Well I feel positive today, I struggled for the past two days to make my logistic regression in Clojure faster. I even made up to four different implementations of the logistic regression, with none of them giving satisfactory results. It all was even more disappointing when comparing to my MyML logistic regression implementation.
Well, I found out what the problem was: Actually I was making two fatal errors.
- My input data in Clojure were lists instead of vectors
- My input data in Python was 256 datapoints, instead of 1000 as in the Clojure version.
Both points stemmed from me being not so careful. In the first case, I knew already that one should use vectors instead of list when going after performance, but I was assuming that my data was in vector form. Staring at the variable X, I wondered if it was vector or list and voila, performance just got x5 better. Then I went to the Python interpreter, checked whether the number of iterations in the gradient descent object was the same as in Clojure, and then checked the data... well, my data was smaller (from a previous test with logistic regression). I re-generated my data and Python just lagged behind. In particular, I give you the figures (notice that I did not bother to put the wrong results I was getting because of my mistakes):
Python: 0.56 sec
Clojure: 0.19 sec (iterative implementation through loop-recur)

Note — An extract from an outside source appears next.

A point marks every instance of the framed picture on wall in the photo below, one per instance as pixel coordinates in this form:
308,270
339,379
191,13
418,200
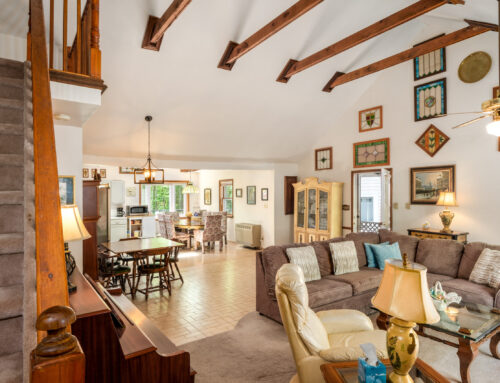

0.04 sec (concurrent implementation through agents).
Bear in mind that I am conduncting the tests on my girlfriend's borrowed machine and that I installed Cristoph Gohlke's Numpy distribution, which shippes with Intel's MKL statically-linked libraries, so it should be pretty fast in terms of algebraic computations. Perhaps the lack of performance comes from Python's interpreter itself (read-interpret-execute...). This is even more supporting of Clojure, since we are focusing on the infrastructure of both systems.
I will be putting everything in order, making my logistic regression more idiomatic and building some tests.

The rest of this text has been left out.